Thursday, February 25, 2021

How to be there...




There’s certainly no handbook given to you when your child receives a cancer diagnosis. The first few days and weeks are purely survival mode, literally. And while things start to become more “normal” the further into the cancer journey you travel, you still don’t ever really know what you’re doing. And even though we’re 10 months in and we’ve definitely developed routines that make things a little easier, we still don’t have it figured out (and never really will). In the same light, there is also no guide for being in a supportive role to a person or family going through this process, whether that role is family or friend, coworker or acquaintance. And even if there was, it would look different for each person on the journey. But since I’ve been asked how people can support us specifically, I’ve gathered some ideas of things that I/we have found helpful. 


Respect Boundaries
Every person has to set their own healthy boundaries depending on their comfort level in every situation. For us and our journey, we established boundaries early. The second thing I shared after sharing Adeline's diagnosis was the fact that Todd and I had been processing through a spiritual deconstruction. This was very raw and vulnerable for me, but I knew it was a boundary I had to establish so that I could process and grieve in the way that I needed to. It wasn't for anyone to understand (although I am open to discussing if you have questions or wonderings), rather it was for me and my healing.
Another boundary that our family has established is giving Adeline full autonomy in the telling and sharing of her story. I know there are many people who have medical journeys who are very comfortable with their stories being shared far and wide, and create public social media profiles where their stories go on to be shared by thousands. For us and our story, we decided to keep it a little closer to home, choosing to share most social media posts with people who we already have established relationships with, or people who have a connection to our family or to Adeline. With that being said, we do share a lot of what's going on in her treatment so people can understand what it's like for her and our family. 
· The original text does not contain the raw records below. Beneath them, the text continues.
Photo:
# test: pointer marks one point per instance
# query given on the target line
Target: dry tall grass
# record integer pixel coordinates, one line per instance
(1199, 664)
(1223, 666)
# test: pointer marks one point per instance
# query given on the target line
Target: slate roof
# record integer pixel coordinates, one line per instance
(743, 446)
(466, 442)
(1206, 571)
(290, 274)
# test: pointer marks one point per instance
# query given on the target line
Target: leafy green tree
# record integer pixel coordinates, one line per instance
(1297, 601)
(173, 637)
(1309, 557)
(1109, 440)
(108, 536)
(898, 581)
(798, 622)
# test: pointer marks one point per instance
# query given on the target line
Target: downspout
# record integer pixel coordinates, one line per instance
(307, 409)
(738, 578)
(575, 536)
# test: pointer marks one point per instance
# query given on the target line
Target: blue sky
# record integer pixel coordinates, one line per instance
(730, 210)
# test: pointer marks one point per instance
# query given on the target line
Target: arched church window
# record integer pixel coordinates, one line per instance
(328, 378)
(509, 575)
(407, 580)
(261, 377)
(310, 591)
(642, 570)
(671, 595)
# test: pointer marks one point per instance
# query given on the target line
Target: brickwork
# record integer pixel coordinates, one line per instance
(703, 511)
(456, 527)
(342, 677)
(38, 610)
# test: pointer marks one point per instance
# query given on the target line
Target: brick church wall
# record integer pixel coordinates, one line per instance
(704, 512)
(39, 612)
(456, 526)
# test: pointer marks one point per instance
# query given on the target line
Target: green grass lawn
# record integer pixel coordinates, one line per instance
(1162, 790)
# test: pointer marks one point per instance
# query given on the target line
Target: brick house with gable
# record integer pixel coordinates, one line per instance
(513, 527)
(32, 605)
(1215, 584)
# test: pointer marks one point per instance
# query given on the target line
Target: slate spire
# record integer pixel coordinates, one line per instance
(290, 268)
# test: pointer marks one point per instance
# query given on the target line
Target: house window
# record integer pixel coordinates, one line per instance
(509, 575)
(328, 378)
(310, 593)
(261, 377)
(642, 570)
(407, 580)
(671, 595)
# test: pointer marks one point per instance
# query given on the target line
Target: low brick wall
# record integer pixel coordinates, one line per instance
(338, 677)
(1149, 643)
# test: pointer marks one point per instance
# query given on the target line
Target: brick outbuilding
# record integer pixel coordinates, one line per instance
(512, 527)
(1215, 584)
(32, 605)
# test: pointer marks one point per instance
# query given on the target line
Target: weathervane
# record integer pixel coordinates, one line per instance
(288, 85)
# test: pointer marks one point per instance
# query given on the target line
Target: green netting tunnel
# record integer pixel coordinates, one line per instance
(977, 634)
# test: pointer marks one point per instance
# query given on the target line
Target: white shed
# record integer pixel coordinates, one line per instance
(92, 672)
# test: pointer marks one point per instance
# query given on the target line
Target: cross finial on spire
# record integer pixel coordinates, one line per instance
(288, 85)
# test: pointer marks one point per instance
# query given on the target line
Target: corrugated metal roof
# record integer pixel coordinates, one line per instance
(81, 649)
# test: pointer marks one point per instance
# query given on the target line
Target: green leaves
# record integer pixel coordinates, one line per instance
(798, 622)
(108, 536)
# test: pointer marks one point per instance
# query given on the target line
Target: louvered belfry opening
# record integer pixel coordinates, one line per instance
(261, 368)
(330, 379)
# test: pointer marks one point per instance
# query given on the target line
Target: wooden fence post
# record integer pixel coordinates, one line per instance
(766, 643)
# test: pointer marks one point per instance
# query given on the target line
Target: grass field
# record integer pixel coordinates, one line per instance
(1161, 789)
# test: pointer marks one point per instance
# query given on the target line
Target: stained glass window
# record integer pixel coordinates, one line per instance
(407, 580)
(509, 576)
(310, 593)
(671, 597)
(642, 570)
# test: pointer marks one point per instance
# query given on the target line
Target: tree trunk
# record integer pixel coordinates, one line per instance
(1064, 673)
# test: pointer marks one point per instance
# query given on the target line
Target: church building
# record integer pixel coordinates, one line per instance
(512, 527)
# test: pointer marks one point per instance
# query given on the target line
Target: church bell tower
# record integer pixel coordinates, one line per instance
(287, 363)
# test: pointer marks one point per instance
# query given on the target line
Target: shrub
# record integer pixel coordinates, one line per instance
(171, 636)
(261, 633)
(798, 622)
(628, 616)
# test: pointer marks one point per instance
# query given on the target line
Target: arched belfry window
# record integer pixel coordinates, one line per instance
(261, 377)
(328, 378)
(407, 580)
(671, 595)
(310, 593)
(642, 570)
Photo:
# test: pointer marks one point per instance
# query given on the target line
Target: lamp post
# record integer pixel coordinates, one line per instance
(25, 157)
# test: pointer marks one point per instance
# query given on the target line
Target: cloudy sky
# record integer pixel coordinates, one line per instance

Ask questions/Say something
Before April 17th, 2020, "Cancer" to me was a big, bad word. I didn't know much about what the experience was like because I'd never been through it with someone close to me. And it was incredibly scary to me. One of the reasons that we're so open with the specifics of Adeline's journey is to help people in our life see the reality of pediatric cancer, and specifically leukemia. You can not move from sympathy to empathy unless there is some form of understanding, which can be hard if you haven't experienced something similar. So if you're unsure of what's going on and want to understand better, ask! 
Also, while responding to texts or messages can sometimes be a task (see below!), it is always nice to receive a message that says we're on your mind. 

Lean in when you can...
but don’t feel guilty when you can’t. Cancer is a beast, and many people have gone through a similar journey with other friends or family. And if you haven’t, trying to imagine what this life is like for a parent...well, to quote the musical Hamilton, “You push away the unimaginable.” So I understand that there are times when leaning in to our journey is hard or scary or emotional. Being ON the journey is scary and emotionally exhausting. But the amazing thing about having a big support system is that people get to take turns. Whenever I was running races, my family and friends who were there to cheer me on could usually only catch me at a few places along the course. But it wasn't just their job to cheer me (and only me) along. Others were there for me when they weren't,  just like they were there for others too. So, lean in when you can. Maybe that looks like doing something specific (a meal, an errand, etc), or maybe that simply means connecting with our story and sending positivity and light to us.

Don’t try to fix it
This is a hard one because it's in most of our nature to help fix things or make people feel better. Except there is nothing to be done to "fix it" aside what is already being done medically. 
Then there are the days when things are so heavy that something simple becomes too much. And when I'm feeling those big emotions, I don't need to see a bright side or hear "at least." In those moments, I just need to sit in the feelings. And if you feel up to it, you can sit with me a while. Maybe even ask if I want or need to talk about it. Chances are, I just want someone to hear me and say, "I'm sorry. I'm here with you."

Give grace
Please know that most of the time, my brain is mush. I don't know how many times I have responded to an email/text, sent a thank you note, or completed some other communication oriented task only to realize later that it happened strictly in my mind. It happens a lot. Between working full time (remote teaching, which is a whole other ballgame), keeping our household running, and caring for Adeline and her needs, sometimes anything outside of what *must* happen gets put to the back of the to-do list, or simply completed in my imagination only!
I grew up writing and mailing thank you notes for every gift, and for me to be behind on something like this makes me cringe. So please know- we are incredibly grateful. Every meal, every gift card, every grocery pick up, coffee drop, yard mowed, all of it. We are so thankful. So, so thankful.